I always anticipated Dara would be a batter businessman than Travis, but like others I was hopeful that it would be better for the drivers, which it looks like it won’t be. Many assumed that Dara would bring Uber to profitability by raising rates, both for drivers and riders. But instead he’s just better at executing Travis vision, which is go have a bunch of drivers driving for base all day long with little or no surge or boost, and the surge at events and bar close being greatly minimized. 

Some of Uber’s mistakes under the old regime actually benefited drivers. Like going too far with price cuts to the point that many drivers quit and left good surge for those who remained, then trying to mitigate it with hourly guarantees that were easy to game. Or not having boost and quests in the early days, allowing drivers to manipulate surge more easily by logging on and off. When I started Uber still had block surge zones that would go from yellow to orange to red, which made it easy to predict when surge was about to happen. The surge used to be more predictable in as far as how high it would go at certain times so drivers would take advantage and stay logged off to force it higher. 

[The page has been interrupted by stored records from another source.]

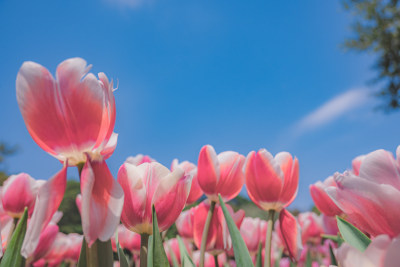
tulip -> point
(271, 182)
(220, 174)
(19, 191)
(190, 169)
(184, 223)
(322, 200)
(151, 184)
(72, 118)
(381, 252)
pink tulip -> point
(72, 118)
(19, 191)
(152, 184)
(220, 174)
(291, 234)
(127, 239)
(322, 200)
(189, 168)
(381, 252)
(218, 239)
(271, 182)
(139, 159)
(251, 231)
(184, 223)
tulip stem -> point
(205, 233)
(144, 243)
(268, 240)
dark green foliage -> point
(71, 220)
(377, 28)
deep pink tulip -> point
(127, 239)
(220, 174)
(72, 118)
(184, 223)
(271, 182)
(19, 191)
(250, 229)
(381, 252)
(191, 169)
(322, 200)
(139, 159)
(152, 184)
(291, 234)
(218, 239)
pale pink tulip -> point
(218, 239)
(220, 174)
(191, 169)
(381, 252)
(152, 184)
(127, 239)
(271, 183)
(184, 223)
(139, 159)
(251, 231)
(322, 200)
(19, 191)
(72, 118)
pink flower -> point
(184, 223)
(271, 182)
(322, 200)
(250, 229)
(127, 239)
(189, 168)
(381, 252)
(19, 191)
(152, 184)
(72, 118)
(371, 200)
(218, 239)
(220, 174)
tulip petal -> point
(47, 202)
(291, 234)
(102, 202)
(208, 171)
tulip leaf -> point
(242, 256)
(332, 255)
(123, 262)
(156, 250)
(352, 235)
(259, 256)
(12, 256)
(185, 258)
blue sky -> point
(239, 75)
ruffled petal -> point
(102, 202)
(48, 200)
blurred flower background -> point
(234, 74)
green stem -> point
(205, 233)
(268, 240)
(144, 241)
(216, 260)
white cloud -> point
(333, 109)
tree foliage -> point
(377, 29)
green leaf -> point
(242, 256)
(352, 235)
(332, 255)
(159, 258)
(259, 256)
(123, 262)
(82, 255)
(185, 258)
(12, 256)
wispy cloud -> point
(333, 109)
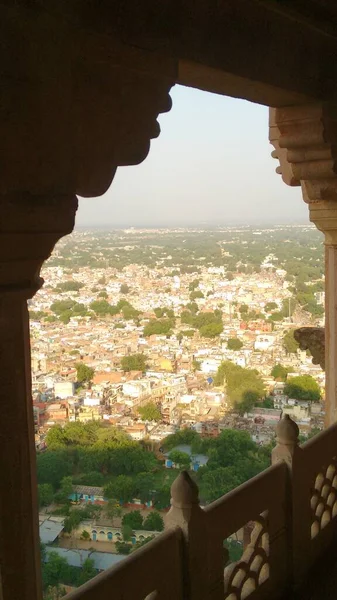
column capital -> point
(305, 142)
(30, 227)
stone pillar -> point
(287, 450)
(30, 227)
(305, 142)
(324, 215)
(287, 441)
(186, 513)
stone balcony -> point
(291, 508)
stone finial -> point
(287, 431)
(184, 491)
(313, 339)
(287, 441)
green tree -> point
(185, 436)
(150, 412)
(124, 289)
(196, 365)
(180, 459)
(234, 344)
(103, 294)
(55, 438)
(196, 294)
(45, 493)
(153, 522)
(121, 487)
(217, 482)
(102, 308)
(243, 386)
(193, 285)
(144, 486)
(87, 571)
(52, 467)
(113, 509)
(289, 342)
(55, 570)
(142, 543)
(85, 374)
(279, 372)
(123, 548)
(270, 306)
(65, 490)
(134, 362)
(211, 330)
(127, 533)
(134, 519)
(73, 520)
(158, 327)
(303, 387)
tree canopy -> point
(303, 387)
(280, 372)
(158, 327)
(180, 459)
(150, 412)
(134, 362)
(234, 344)
(85, 374)
(290, 344)
(244, 387)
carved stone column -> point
(305, 142)
(30, 227)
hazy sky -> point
(210, 165)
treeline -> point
(244, 387)
(209, 324)
(98, 456)
(233, 458)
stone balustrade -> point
(290, 509)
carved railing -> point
(154, 572)
(290, 510)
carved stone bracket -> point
(313, 339)
(29, 229)
(305, 142)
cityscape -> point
(156, 350)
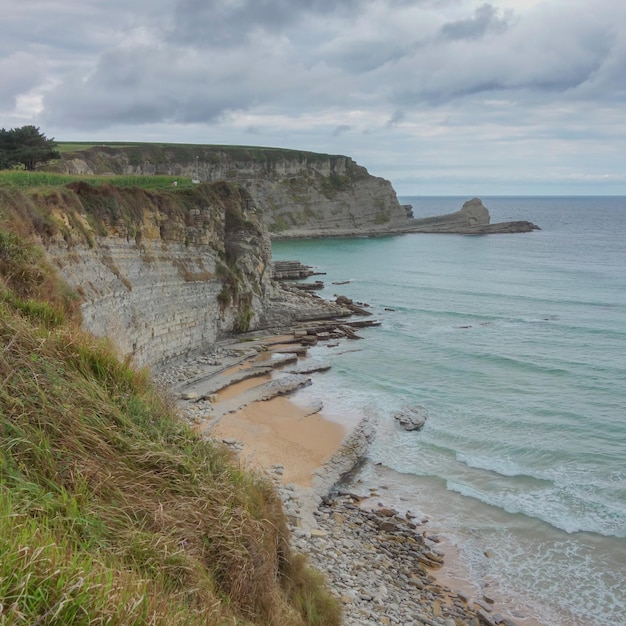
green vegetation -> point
(19, 179)
(112, 511)
(26, 147)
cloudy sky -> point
(442, 97)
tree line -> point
(25, 146)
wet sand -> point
(279, 432)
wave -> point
(560, 508)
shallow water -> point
(515, 345)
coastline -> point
(355, 540)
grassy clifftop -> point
(111, 510)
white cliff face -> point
(164, 279)
(300, 194)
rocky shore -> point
(380, 562)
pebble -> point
(377, 570)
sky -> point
(441, 97)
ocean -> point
(515, 347)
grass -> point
(21, 179)
(112, 511)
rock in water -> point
(412, 418)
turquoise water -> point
(515, 345)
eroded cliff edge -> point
(163, 274)
(299, 193)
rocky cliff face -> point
(299, 194)
(472, 219)
(165, 274)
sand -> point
(279, 432)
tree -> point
(27, 146)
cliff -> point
(299, 194)
(164, 274)
(472, 219)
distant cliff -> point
(299, 193)
(162, 274)
(472, 219)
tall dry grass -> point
(111, 510)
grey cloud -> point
(20, 73)
(221, 22)
(341, 129)
(485, 20)
(397, 117)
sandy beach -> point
(279, 432)
(246, 406)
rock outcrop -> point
(472, 219)
(300, 194)
(165, 275)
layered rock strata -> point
(167, 275)
(301, 194)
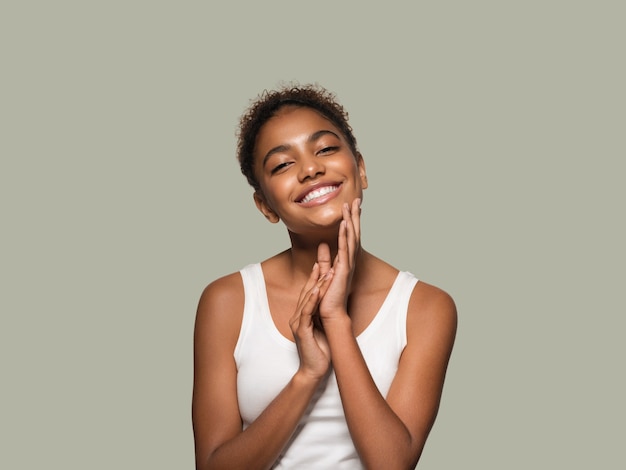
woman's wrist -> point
(337, 324)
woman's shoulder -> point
(432, 311)
(221, 303)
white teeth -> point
(319, 192)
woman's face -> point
(306, 170)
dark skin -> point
(327, 279)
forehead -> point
(292, 122)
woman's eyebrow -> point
(285, 147)
(318, 134)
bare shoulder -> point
(432, 314)
(220, 308)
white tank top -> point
(266, 361)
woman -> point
(322, 356)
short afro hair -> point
(269, 102)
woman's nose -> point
(310, 167)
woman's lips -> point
(318, 193)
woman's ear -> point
(264, 207)
(362, 173)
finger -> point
(309, 307)
(356, 219)
(311, 281)
(323, 258)
(350, 232)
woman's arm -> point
(219, 439)
(388, 433)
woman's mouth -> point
(318, 193)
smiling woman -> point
(323, 356)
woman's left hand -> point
(335, 301)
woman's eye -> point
(279, 167)
(327, 150)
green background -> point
(493, 134)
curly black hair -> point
(269, 102)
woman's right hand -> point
(310, 340)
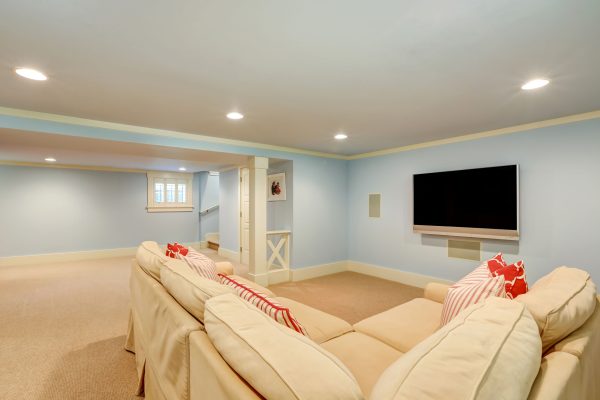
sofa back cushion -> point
(263, 302)
(188, 288)
(491, 348)
(199, 263)
(560, 302)
(276, 361)
(151, 258)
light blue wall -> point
(47, 210)
(209, 196)
(229, 210)
(559, 205)
(320, 227)
(320, 223)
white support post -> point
(258, 220)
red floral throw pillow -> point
(175, 248)
(495, 263)
(515, 280)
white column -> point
(258, 220)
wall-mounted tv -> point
(481, 203)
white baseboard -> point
(229, 254)
(405, 277)
(301, 274)
(279, 276)
(52, 258)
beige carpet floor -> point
(348, 295)
(63, 325)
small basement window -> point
(168, 191)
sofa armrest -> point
(436, 291)
(224, 267)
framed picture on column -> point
(276, 187)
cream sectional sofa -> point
(194, 340)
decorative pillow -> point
(276, 362)
(189, 289)
(515, 280)
(560, 302)
(462, 295)
(490, 351)
(495, 263)
(173, 249)
(272, 308)
(199, 263)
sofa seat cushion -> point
(403, 326)
(251, 285)
(492, 350)
(319, 325)
(364, 356)
(276, 361)
(560, 302)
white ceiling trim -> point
(65, 119)
(480, 135)
(75, 166)
(190, 136)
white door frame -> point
(244, 255)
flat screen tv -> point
(481, 203)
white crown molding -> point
(65, 119)
(212, 139)
(73, 166)
(481, 135)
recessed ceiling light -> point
(535, 84)
(30, 73)
(235, 115)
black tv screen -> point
(481, 200)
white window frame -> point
(165, 177)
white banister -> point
(279, 260)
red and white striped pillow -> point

Now they are making smarter business decisions and they’re not benefiting the drivers.


----------



## UBERPROcolorado (Jul 16, 2017)

Mista T said:


> I like your analysis. I am guessing that most of it hits the mark perfectly!
> 
> Dara will quietly keep increasing margins, whether by cutting pay or cutting useless promos or by increasing upfront cuts and surge cuts. He will have a greater public presence, letting the world know how Uber now suddenly cares about drivers (sign up now! new and improved!). Meanwhile it is business as usual, just trying to stem the flow of blood.


Thank you.


----------



## cratter (Sep 16, 2017)

When I started this thread surge was capped at 5.9x in my city. One year later it's now capped at 1.9x. 

12,000 people right now getting out of a concert. Nobody is working trying to get through that traffic for an extra $2-$4. I just ignored 9 pings all back to back. Sucks as a passenger at these times of which I am also. 

Big mistake on ubers part.


----------